What do you find to be the hardest part of being on the road?
SW: The hardest part about being on the road is being sure to make time for myself. I travel mostly with SYBARITE5 and sometimes it’s very convenient to do everything together as a quintet. Although I love my colleagues, it took me a while to realize how essential my “me time” was. I’ve had to find ways to make sure that that happens and make sure I’m disciplined about my time management on the road.
What advice would you give to your 18-year old self?
SW: All of the musicians you are around now will become your colleagues in the real world! Keep in touch with these people – they will be incredible resources for advice, collaborations and support.
If you could have dinner with any classical musician, dead or alive, who would you choose, and what would you ask them about?
SW: Prokofiev! I would ask him if he was going to write one more piece of music what would it be, and who would it be for?
What is the biggest risk you have taken in your career?

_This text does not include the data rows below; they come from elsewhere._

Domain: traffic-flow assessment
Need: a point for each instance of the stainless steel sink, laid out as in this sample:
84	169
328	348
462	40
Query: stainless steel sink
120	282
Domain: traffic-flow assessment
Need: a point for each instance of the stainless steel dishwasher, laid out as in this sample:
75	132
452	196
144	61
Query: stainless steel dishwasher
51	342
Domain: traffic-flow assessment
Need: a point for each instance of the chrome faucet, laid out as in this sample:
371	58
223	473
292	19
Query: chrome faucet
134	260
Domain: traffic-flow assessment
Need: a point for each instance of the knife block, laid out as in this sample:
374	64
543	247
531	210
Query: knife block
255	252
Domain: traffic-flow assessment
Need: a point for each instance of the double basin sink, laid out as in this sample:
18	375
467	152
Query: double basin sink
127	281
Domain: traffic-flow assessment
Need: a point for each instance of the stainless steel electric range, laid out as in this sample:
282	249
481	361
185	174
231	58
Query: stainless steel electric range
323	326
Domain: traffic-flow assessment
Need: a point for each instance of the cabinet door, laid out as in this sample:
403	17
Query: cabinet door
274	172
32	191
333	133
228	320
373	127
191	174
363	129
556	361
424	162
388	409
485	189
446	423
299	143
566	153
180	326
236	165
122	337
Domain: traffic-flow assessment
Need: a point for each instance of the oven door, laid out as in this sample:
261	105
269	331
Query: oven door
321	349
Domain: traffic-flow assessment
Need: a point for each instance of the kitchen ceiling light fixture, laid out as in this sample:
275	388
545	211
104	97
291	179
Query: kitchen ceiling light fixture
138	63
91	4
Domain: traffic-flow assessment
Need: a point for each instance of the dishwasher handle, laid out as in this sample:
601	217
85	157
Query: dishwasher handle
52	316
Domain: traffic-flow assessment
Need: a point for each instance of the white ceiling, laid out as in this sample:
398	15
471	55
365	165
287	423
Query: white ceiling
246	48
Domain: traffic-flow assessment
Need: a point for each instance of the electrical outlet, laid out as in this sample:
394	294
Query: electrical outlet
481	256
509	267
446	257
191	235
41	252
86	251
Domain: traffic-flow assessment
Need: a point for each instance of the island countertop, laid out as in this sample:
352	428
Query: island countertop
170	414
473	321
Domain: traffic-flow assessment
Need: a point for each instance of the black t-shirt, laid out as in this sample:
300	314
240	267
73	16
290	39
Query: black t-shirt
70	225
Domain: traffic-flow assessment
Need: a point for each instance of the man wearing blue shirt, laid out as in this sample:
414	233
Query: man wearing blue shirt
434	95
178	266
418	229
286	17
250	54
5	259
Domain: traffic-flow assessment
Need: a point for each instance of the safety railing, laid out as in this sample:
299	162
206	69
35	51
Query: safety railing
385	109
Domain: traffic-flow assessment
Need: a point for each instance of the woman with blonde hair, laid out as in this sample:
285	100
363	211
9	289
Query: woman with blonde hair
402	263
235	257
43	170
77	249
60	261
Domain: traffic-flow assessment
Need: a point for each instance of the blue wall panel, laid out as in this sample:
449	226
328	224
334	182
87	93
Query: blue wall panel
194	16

SW: The biggest risk I have taken is probably moving to NYC …without a job! In 2008, my last year of graduate school at the Cleveland Institute of Music, I realized that I did not want to be in an orchestra and therefore had no exact idea about what I WANTED to do after I graduated. I had met Louis, founder of SYBARITE5, at the Aspen Music Festival and School and he called me with a proposal: Would I be interested in moving to NYC after I graduated to help grow SYBARITE5 into a professional chamber ensemble even though there wasn’t any concrete work or financial guarantee yet? Crazy, right?! Well, I took the plunge and I’m so glad I did. Almost 10 years later I have established quite a career in NYC and toured the country and the world with SYBARITE5!